Friday, we made Ryan King the most verified man in Brooklyn.
"Verified," a fingerprint-recognition device chirped back at Ryan after he placed his finger on the reader.
"Verified," a facial-recognition device said to Ryan after scanning his face.
Ryan works at the American headquarters for FingerTec, a Malaysian company replacing PINs, usernames, and typed passwords with fingers and faces we don't need to memorize.
"You can't copy someone's fingerprint unless you chop it off," Ryan said, "which wouldn't work because it has to be attached to a hand."
"One nine, zero, seven, five," Alexy Khitrov said to his phone.
Alexy recited that random list of numbers aloud, while his phone scanned his face, and -- without pressing a single button -- he logged into his online banking account.
"There are over 70 parts of the human body that create the human voice," Alexy said.
And -- for all those impersonators out there -- we can control only 15 of those parts.
Alexy founded SpeechPro, which sells voice-recognition software. He estimates 50 million to 60 million people worldwide already use a voice log-in. And that figure doubles annually.
"Passwords are dead," Alexy said. "They are so 20th Century and we're in the 21st Century."
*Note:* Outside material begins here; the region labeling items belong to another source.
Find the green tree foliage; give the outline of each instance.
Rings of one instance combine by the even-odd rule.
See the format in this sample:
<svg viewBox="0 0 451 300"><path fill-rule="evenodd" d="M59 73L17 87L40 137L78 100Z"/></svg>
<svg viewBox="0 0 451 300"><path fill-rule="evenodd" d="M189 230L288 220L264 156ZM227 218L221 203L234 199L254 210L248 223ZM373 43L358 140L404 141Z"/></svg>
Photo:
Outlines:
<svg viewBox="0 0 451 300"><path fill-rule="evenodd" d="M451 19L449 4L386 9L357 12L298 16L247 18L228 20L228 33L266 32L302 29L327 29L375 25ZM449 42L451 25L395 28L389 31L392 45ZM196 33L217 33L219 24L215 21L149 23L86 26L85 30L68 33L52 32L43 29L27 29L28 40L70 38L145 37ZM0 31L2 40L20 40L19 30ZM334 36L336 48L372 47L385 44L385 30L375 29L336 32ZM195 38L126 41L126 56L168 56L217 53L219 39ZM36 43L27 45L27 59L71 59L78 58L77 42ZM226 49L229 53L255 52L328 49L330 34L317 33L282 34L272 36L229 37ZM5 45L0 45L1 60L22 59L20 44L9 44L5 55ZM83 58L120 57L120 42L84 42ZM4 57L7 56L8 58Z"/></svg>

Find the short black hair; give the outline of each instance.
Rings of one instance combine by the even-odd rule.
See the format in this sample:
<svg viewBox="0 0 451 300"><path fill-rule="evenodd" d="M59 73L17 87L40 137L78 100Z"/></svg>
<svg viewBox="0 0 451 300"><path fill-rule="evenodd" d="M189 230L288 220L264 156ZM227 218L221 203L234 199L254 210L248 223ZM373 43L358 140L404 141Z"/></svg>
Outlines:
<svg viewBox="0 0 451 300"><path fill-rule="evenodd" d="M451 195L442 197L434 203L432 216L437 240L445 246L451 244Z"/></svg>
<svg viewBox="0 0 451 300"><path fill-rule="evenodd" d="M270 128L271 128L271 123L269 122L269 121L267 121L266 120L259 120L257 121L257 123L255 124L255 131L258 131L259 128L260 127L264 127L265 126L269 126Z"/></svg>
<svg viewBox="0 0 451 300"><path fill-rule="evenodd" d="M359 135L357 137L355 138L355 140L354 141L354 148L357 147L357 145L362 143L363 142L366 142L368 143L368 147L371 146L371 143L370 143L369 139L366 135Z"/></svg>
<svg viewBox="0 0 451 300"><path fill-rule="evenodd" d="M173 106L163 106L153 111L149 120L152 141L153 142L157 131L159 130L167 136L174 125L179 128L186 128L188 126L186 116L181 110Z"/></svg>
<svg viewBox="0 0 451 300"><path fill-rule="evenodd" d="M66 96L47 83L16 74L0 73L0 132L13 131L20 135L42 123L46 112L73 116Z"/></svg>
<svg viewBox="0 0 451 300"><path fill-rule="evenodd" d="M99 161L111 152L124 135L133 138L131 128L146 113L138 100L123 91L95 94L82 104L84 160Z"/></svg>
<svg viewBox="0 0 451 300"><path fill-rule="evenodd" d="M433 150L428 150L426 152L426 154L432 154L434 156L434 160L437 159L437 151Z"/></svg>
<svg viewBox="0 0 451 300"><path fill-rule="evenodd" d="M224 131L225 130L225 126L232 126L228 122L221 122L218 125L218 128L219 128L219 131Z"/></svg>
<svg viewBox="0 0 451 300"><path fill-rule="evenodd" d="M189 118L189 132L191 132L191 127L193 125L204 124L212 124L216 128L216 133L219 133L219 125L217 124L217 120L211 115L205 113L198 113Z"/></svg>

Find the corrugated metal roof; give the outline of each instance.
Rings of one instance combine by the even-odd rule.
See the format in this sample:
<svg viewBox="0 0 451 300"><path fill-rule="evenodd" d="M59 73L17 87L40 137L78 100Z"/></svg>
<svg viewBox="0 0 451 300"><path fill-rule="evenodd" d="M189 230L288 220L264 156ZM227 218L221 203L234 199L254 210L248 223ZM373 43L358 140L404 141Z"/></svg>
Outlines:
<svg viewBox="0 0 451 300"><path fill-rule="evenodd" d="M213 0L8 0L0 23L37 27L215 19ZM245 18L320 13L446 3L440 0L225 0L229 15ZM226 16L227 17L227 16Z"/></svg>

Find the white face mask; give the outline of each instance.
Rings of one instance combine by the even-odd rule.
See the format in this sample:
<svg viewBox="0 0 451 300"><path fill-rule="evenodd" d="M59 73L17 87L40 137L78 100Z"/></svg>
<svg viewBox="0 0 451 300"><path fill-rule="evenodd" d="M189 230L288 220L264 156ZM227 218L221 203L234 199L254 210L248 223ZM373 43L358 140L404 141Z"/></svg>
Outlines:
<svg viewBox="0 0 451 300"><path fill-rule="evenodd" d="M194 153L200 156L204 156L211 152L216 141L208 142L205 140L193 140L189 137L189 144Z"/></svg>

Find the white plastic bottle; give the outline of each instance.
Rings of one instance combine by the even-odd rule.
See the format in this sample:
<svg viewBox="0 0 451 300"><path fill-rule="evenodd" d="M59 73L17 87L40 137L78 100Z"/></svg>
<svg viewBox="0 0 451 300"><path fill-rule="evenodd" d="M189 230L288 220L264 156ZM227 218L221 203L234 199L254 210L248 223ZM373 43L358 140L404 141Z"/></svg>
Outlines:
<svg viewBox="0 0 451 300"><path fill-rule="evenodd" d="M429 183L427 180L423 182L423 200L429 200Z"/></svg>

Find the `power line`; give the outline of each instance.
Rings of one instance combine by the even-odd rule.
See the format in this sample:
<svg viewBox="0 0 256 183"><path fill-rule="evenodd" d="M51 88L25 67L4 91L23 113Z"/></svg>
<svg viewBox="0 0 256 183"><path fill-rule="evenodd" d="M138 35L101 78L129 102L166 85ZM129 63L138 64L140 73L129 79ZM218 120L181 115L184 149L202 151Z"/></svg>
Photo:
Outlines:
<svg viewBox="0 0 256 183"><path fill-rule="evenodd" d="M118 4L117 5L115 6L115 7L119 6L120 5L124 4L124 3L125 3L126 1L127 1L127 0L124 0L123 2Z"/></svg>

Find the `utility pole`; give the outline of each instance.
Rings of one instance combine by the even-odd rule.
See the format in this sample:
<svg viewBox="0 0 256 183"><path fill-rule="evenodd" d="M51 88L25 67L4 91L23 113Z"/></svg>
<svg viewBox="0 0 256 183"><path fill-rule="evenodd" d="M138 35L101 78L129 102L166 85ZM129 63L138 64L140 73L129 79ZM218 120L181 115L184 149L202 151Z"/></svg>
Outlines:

In a world where nearly every ATM now uses an operating system without any technical support, where a bug can force every user of the Internet to change the password to every account they've ever owned overnight, where cyber-attacks and identity theft grow more menacing every day, the ability to use your voice, your finger, your face or some combination of the three to log into your e-mail, your social media feed or your checking account allows you to ensure it's very difficult for someone else to pretend they're you.
"The system is essential broken," Bionyn CEO Karl Martin said. "The idea that technology uses this secret string of letters and numbers to know who we are and we have to remember [that string of numbers and letters] is archaic."
Biometric innovators like Karl continue to develop new ways for our bodies to sign in for us. Martin's Nymi bracelet, for example, allows users to enter a password with only the beating of their heart.
Whether hardware or software, implementation all of these biometric advances requires an overhaul of infrastructure. The good news about the death of Windows XP is that it forces banks to upgrade the security systems used in their ATMs, allowing at least an opportunity to implement some new technology.